Por lo dicho,  es dable esperar reaperturas de conflictos y declaraciones de “guerra”. El duhaldismo, que conoce esta estrategia, ha decidido con la aceptación de “los cuatro jinetes del Apocalipsis” comandando el bloque justicialista, hacer caso omiso al bombardeo. De alguna manera, Duhalde decidió que Kirchner pelee contra los molinos de viento o se avenga a patotear algunos de los enemigos inventados que tiene en carpeta para seguir estudiando el cómo ha de reaccionar tras los comicios. En la campaña proselitista no hay más novedades (realmente nuevas).


 


Agosto se avecina con los golpes conocidos en otra recreación de la “guerra” kirchnerista.


 


En ese contexto, el Presidente seguirá recorriendo la provincia como si fuera él quién encabeza las listas y hará -y des-hará- según el ánimo con que amanezca. No hay nada que sea “científico” en el santacruceño. Y el pueblo deberá esperar que pasen los comicios para averiguar hasta qué punto el oportunismo rige esta puja dentro del  controvertido peronismo.


 


En materia económica la cuestión es más compleja. Las instituciones están cada vez más lejos de su independencia y el Banco Central no escapa a esta realidad. La politización de todo cuanto hay en escena abarca también a la entidad financiera. Así es como el dólar está atado a un tipo de cambio alto pedido expresamente desde Balcarce 50. El nivel de despilfarro es mayúsculo, inyectan cada vez más plata al mercado y después buscan como frenar la inflación consiguiéndolo, hasta ahora, solamente adulterando índices para noticieros y diarios.
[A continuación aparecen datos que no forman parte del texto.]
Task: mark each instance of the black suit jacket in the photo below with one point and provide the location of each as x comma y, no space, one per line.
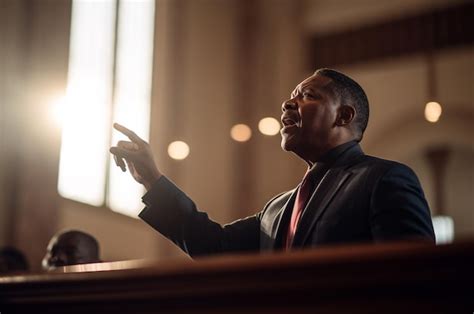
360,199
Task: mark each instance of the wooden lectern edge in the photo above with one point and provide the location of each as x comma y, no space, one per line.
325,255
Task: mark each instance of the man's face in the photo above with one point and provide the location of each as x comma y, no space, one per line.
62,251
309,118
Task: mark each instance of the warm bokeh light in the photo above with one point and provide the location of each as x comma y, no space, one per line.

Nuevos aumentos serán noticia.


 


El conflicto gremial es característico de toda etapa  preelectoral así como lo es cierta dosis de violencia. Sin embargo, la magnitud de estos es comparable a la de un país en anarquía. Siempre previo a las elecciones hay situaciones poco claras que tienen cabida en la Argentina, desde movilizaciones llenas de ira hasta bombas panfletarias o incremento de la delincuencia. Nada de todo ello tiene, sin embargo, consecuencias a simple vista y puertas adentro porque, si uno atiende las recomendaciones de los países civilizados para quienes viajan a la Argentina, se verá que siguen enfatizando la violencia pre-electoral recordando las explosiones que tuvieran lugar en varios cajeros, etc. Basta ingresar en la página del Commonwealth Foreign Office www.fco.gov.uk y buscar “Argentina”, por poner un ejemplo.


 


Evidentemente, en esta etapa proselitista no hay mucho más que valga la pena. Un análisis concreto debe atender más que al ingrediente político, el plano social porque alarma la pasividad de la gente viajando como ganado por las huelgas, así como es difícil aceptar un pueblo capaz de aguantar que se posponga la enfermedad de un hijo en  salas de espera. Una cosa es la paciencia y otra muy distinta el sometimiento y la apatía. ¿Estaremos resignados? De ser positiva la respuesta, más compleja es la salida.


 


Ante este escenario, el panorama político puede resumirse con cabal precisión en el cuento que sigue. Sólo que, dónde dice Bulgaria debe ponerse Argentina y entender que esta anécdota búlgara tuvo lugar cuando ese país era el más pobre, el más controlado y el menos desarrollado de la órbita soviética. Y a pesar de ello, para los argentinos, HOY, la historia es idéntica…   


 


En pleno auge del comunismo, en Bulgaria, le preguntan a un hombre:


          ¿Es usted búlgaro?


          Sí, contesta.


          ¿Y es feliz?


          Si…


          ¿Vive en Bulgaria?  


          Si, en Sofía…


          ¿Y es feliz? 


          Sí…


          ¿Tiene trabajo?


          No…


          ¿Y es feliz? 


          Sí…


          ¿Tiene libertad?


          No… 


          ¿Y es feliz?  


          Sí…


          ¿Tiene casa, auto, dinero, ahorros? 


          No, no… 


          ¿Pero es feliz?  


          Sí, sí…


          ¿Y televisor, tiene?


          ¡Claro, responde el búlgaro, si no, cómo me enteraría de que soy feliz!


 


Finalmente, compatriotas, enmarcados en esta escenografía estamos, pues, siendo felices… Sin educación, sin salud, sin seguridad, con el país parado y el Presidente haciendo turismo proselitista, declarando que estamos bárbaro…, sólo le queda al pueblo definir si darse o no por enterado.